Когда дверь за казаком закрылась, Меланья подошла к окну и, глядя на то, как Волынин шествует через больничный двор, вполголоса спросила:
– И долго ей так ещё, Михайла Николаевич?
– Вечером станет лучше. – уверенно сказал тот. – А к утру отпустит совсем. Старая штука этот Прохоров корень. И известная на всю каторгу. Бывалые варнаки его очень уважают. Найдут, пожуют с полчаса – и готово, можно вечером идти в лазарет отдыхать с сильнейшим жаром! Впрочем, часто им пользоваться не следует: можно сердце остановить. Устинья! Всё позади, можно давать малину!
Из-за занавески вышла Устинья с обливной корчагой в руках. Из горшка валил душистый пар. Взяв горшок, Меланья принялась осторожно процеживать через потёртую тряпку дымящийся отвар. Устинья придерживала кружку, изредка морщилась, кода горячие капельки брызгали ей на руку. Стоя у окна, Иверзнев молча смотрел на неё.
– Подымайтесь, вашблагородие! Тревога, тревога!
– Чёрт… Волынин… Что такое? – Тимаев неловко вскочил с постели и бессмысленно вытаращился на чёрную фигуру в дверях.
– Тревога на заводе! Никак, Господь нас посетил! Горим!
– Дьявол… этого недоставало! Куда ты помчался, болван? Изволь доложить! Что горит? Винница?
– Кажись, старый завод полыхает, ваша милость! Да ещё в остроге мужики расшумелись! Вы не извольте волноваться, туда уже наши побегли, так что…
– Чёрт, чёрт, чёрт… Надо ж было вот так сразу! – бормотал Тимаев, торопливо одеваясь и от волнения никак не попадая в рукава сюртука. – Надо было казаков… Вызвать роту, как и намеревался! Поверил, дурак, что здесь не бунтуют! Господи, что будет с Наташей, если не дай бог…

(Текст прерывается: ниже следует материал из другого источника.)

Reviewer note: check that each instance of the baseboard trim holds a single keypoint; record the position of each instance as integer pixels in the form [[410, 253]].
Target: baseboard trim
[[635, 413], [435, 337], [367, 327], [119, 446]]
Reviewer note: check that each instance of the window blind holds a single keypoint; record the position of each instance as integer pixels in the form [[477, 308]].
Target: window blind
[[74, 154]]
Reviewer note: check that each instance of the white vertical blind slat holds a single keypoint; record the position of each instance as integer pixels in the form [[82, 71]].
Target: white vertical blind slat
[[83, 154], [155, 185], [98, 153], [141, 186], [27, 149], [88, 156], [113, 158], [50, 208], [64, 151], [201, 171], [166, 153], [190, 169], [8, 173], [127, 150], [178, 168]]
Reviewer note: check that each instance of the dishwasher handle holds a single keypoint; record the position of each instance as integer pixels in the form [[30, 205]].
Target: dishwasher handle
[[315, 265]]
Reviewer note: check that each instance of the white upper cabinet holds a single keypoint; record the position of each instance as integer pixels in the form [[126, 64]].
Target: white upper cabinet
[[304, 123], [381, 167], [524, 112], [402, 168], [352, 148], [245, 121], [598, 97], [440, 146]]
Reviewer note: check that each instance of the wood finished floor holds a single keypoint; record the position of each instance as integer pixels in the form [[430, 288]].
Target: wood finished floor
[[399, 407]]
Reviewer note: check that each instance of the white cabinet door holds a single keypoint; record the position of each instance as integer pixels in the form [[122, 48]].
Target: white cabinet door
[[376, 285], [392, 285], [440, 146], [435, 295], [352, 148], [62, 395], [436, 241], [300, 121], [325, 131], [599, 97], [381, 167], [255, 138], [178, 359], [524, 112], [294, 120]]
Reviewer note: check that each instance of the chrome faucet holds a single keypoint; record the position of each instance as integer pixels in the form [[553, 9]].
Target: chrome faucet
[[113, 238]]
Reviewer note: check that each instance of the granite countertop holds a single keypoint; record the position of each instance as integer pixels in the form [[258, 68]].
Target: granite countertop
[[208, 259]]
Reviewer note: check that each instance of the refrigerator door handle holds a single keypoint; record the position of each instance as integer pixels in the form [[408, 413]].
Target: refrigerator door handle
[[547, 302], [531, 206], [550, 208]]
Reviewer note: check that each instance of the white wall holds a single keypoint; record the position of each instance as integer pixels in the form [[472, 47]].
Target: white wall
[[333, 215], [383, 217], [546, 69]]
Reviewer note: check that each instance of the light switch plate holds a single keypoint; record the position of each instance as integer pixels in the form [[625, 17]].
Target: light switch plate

Выбежав на крыльцо, Тимаев немедленно убедился, что казак был прав: старое, полурассыпавшееся здание завода полыхало вовсю. К тёмному небу взлетали снопы искр, чадили столбы дыма. Вокруг с баграми бегали фигурки солдат. Сбежав с крыльца, Тимаев кинулся было туда – но в этот миг со стороны мужского острога донеслось дружное, слаженное «ура-а-а!!!»
В первый миг Тимаеву показалось, что он ослышался.
– Волынин! Чего они там орут, как на параде? С ума посходили?!
– Не могу знать, ваше благородие! – бодро отрапортовали из потёмок. – Прикажете вам Серку заседлать?
– Да когда же тут седлать его, олух?! Пошли так… Впрочем… Позови ещё кого-нибудь.
Через четверть часа начальник завода в окружении десятка солдат инвалидной роты споро двигался к мужскому острогу.
… – Ну что, Илья, пора? – нервно спросил Лазарев, поглядывая в окно на розовое марево. – Кажется, там уже забегали… Ну, вон, пожалуйте! Солдаты к острогу несутся!
– Обожди, Василь Петрович. – Кострома, прижавшись носом к стеклу, внимательно наблюдал за суматохой снаружи. – Пусть поболе всполошатся. С мужиками в остроге я столковался: согласны «уру» до самого подрыва кричать. И угол у себя тоже подпалили на всякий случай… чтоб уж наверняка!
– Это ещё зачем? – сердито спросил Иверзнев. – Не дай бог, впрямь загорятся, а покуда их отопрут – перетравятся дымом!
– Ничего такого не будет. – успокоил, не поворачивая головы, Кострома. – Угол сырой, всерьёз не займётся, только что надымит… Надо ж будет потом объясняться, с чего разорались! Скажут – острог загорелся, перепужались, что выпустить не поспеют… Обещали, коли надо, и двери повышибать! Не волнуйтесь: гвалт такой подымется, что начальство всех служивых к острогу бросит! На воротах одного Кузьмича и оставят…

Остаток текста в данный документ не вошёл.